Alpha is a village in southwest Henry County, Illinois, United States. The population was 675 at the 2020 census, up from 671 in 2010.

==History==

On June 1, 1872, Anson Calkins laid out the village of Alpha. Alpha was created as a railroad town and replaced the town of Oxford, which was located about three miles west of current day Alpha. It was located at the junction between two lines of the Chicago, Burlington, and Quincy Railroad, and a since-razed depot was located at the junction. The north–south branch between Galesburg and Savanna crossed an east–west branch between Galva and New Boston. The east–west line has been abandoned and the north–south line is in operation as the BNSF Barstow Subdivision. The village was named Alpha (the first letter of the Greek alphabet), because Calkins believed it to be the beginnings of a great city. It was incorporated on January 11, 1895.

==Geography==
According to the 2021 census gazetteer files, Alpha has a total area of 0.31 sqmi, all land.

==Demographics==
As of the 2020 census there were 675 people, 273 households, and 206 families residing in the village. The population density was 2,170.42 PD/sqmi. There were 302 housing units at an average density of 971.06 /sqmi. The racial makeup of the village was 95.56% White, 0.74% African American, 0.00% Native American, 0.15% Asian, 0.00% Pacific Islander, 0.00% from other races, and 3.56% from two or more races. Hispanic or Latino of any race were 2.67% of the population.

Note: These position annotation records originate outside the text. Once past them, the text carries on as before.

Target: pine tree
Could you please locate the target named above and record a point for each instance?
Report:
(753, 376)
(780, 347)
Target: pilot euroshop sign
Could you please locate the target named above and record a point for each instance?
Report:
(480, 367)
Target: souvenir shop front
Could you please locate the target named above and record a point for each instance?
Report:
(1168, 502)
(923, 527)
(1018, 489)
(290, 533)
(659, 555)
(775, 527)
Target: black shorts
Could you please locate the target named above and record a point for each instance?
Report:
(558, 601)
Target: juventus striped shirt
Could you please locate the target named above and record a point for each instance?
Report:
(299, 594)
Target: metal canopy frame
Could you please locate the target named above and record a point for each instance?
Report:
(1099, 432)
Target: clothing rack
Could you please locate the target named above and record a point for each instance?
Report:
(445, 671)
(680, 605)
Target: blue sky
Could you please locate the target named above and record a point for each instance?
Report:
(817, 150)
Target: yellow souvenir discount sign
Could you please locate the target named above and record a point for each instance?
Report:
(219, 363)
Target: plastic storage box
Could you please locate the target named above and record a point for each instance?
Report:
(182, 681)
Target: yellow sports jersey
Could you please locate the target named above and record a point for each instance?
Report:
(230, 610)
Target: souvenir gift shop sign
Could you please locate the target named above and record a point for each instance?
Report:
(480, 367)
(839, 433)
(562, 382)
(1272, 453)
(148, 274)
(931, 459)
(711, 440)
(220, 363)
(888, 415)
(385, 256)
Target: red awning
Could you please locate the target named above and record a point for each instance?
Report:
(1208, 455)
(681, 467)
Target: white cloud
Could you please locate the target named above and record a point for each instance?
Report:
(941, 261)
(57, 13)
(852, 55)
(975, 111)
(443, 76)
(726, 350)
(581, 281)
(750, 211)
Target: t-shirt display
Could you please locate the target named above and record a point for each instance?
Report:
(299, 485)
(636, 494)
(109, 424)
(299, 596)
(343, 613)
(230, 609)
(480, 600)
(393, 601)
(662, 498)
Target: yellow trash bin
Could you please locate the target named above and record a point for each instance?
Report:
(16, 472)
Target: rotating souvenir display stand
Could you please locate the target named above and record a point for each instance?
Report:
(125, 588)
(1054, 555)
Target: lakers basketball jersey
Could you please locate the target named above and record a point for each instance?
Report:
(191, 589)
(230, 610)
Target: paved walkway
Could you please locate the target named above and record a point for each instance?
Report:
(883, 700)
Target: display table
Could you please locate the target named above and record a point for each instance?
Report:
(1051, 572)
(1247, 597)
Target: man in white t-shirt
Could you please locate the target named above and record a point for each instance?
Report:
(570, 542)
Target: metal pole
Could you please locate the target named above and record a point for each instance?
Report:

There were 273 households, out of which 41.0% had children under the age of 18 living with them, 64.47% were married couples living together, 5.86% had a female householder with no husband present, and 24.54% were non-families. 23.08% of all households were made up of individuals, and 8.79% had someone living alone who was 65 years of age or older. The average household size was 2.86 and the average family size was 2.47.

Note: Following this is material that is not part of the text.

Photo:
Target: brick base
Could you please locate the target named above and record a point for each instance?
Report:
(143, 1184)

The village's age distribution consisted of 28.9% under the age of 18, 2.7% from 18 to 24, 29.1% from 25 to 44, 21.1% from 45 to 64, and 18.2% who were 65 years of age or older. The median age was 40.2 years. For every 100 females, there were 126.2 males. For every 100 females age 18 and over, there were 153.4 males.

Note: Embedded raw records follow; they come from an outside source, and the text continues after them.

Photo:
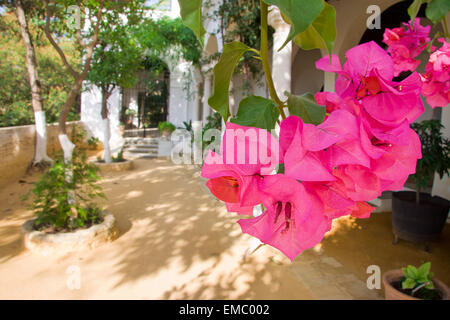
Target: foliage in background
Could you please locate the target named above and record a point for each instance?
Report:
(212, 122)
(435, 153)
(419, 281)
(15, 94)
(116, 60)
(62, 204)
(241, 21)
(167, 36)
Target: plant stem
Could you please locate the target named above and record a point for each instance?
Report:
(265, 58)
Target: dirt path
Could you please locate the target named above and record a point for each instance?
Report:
(177, 242)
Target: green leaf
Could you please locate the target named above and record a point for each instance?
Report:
(411, 272)
(408, 283)
(306, 108)
(191, 14)
(437, 9)
(321, 34)
(430, 286)
(414, 8)
(223, 71)
(300, 13)
(423, 270)
(257, 112)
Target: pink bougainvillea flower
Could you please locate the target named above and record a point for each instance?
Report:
(396, 101)
(367, 77)
(362, 210)
(361, 184)
(406, 43)
(436, 80)
(394, 167)
(312, 151)
(247, 154)
(299, 162)
(294, 219)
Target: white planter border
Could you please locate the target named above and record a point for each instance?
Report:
(64, 242)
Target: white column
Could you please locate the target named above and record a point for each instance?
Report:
(134, 105)
(206, 95)
(281, 60)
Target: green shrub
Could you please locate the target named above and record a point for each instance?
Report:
(64, 197)
(213, 122)
(435, 154)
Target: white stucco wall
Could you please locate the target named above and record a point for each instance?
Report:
(91, 105)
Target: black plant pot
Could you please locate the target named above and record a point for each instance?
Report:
(420, 223)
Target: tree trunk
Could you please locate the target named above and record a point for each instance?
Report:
(105, 123)
(40, 154)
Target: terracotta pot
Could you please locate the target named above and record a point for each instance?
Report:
(390, 293)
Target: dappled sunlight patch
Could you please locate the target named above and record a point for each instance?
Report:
(342, 225)
(134, 194)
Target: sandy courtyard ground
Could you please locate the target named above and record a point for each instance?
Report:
(177, 242)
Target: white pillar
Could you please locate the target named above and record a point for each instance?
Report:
(206, 95)
(134, 105)
(40, 153)
(281, 60)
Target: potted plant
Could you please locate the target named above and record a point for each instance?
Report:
(166, 128)
(418, 216)
(413, 283)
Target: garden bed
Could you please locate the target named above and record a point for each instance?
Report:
(46, 243)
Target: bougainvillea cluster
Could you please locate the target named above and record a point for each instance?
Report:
(406, 43)
(313, 174)
(436, 79)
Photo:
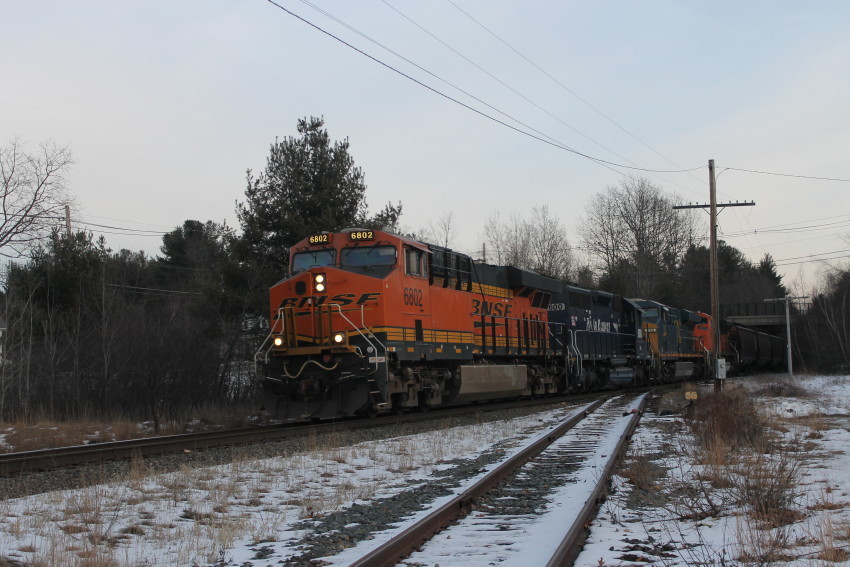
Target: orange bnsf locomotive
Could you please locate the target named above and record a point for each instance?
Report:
(371, 321)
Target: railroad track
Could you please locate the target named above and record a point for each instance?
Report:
(507, 516)
(47, 459)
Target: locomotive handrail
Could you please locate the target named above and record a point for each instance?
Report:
(365, 338)
(579, 361)
(263, 344)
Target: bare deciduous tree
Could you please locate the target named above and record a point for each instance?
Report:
(634, 224)
(33, 194)
(539, 243)
(441, 232)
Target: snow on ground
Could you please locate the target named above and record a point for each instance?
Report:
(222, 515)
(688, 527)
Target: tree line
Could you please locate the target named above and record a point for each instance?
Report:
(93, 332)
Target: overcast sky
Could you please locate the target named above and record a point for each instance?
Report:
(165, 105)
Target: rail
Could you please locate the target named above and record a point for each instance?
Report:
(409, 539)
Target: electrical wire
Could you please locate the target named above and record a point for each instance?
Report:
(600, 161)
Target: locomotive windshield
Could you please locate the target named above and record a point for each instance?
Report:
(312, 259)
(368, 256)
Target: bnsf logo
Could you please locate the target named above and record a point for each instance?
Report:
(341, 299)
(484, 307)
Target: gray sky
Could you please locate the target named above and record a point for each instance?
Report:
(166, 104)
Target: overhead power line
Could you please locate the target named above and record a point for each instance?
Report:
(558, 145)
(787, 175)
(562, 85)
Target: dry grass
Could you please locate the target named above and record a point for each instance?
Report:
(728, 418)
(42, 432)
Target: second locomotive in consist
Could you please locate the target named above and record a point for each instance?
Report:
(370, 321)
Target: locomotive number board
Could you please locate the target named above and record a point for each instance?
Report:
(362, 235)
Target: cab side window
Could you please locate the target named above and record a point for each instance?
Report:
(414, 261)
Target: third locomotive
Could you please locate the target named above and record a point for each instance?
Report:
(370, 321)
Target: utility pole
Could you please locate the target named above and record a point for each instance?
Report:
(715, 288)
(787, 299)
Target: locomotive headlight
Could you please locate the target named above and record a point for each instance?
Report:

The median income for a household in the village was $67,813, and the median income for a family was $77,500. Males had a median income of $50,250 versus $31,429 for females. The per capita income for the village was $30,993. About 4.9% of families and 9.4% of the population were below the poverty line, including 18.0% of those under age 18 and 0.8% of those age 65 or over.

Historical population
| Census | Pop. | Note | %± |
| 1900 | 355 |  | — |
| 1910 | 358 |  | 0.8% |
| 1920 | 281 |  | −21.5% |
| 1930 | 403 |  | 43.4% |
| 1940 | 553 |  | 37.2% |
| 1950 | 630 |  | 13.9% |
| 1960 | 637 |  | 1.1% |
| 1970 | 771 |  | 21.0% |
| 1980 | 815 |  | 5.7% |
| 1990 | 753 |  | −7.6% |
| 2000 | 726 |  | −3.6% |
| 2010 | 671 |  | −7.6% |
| 2020 | 675 |  | 0.6% |
U.S. Decennial Census

==Education==
It is in the Alwood Community Unit School District 225.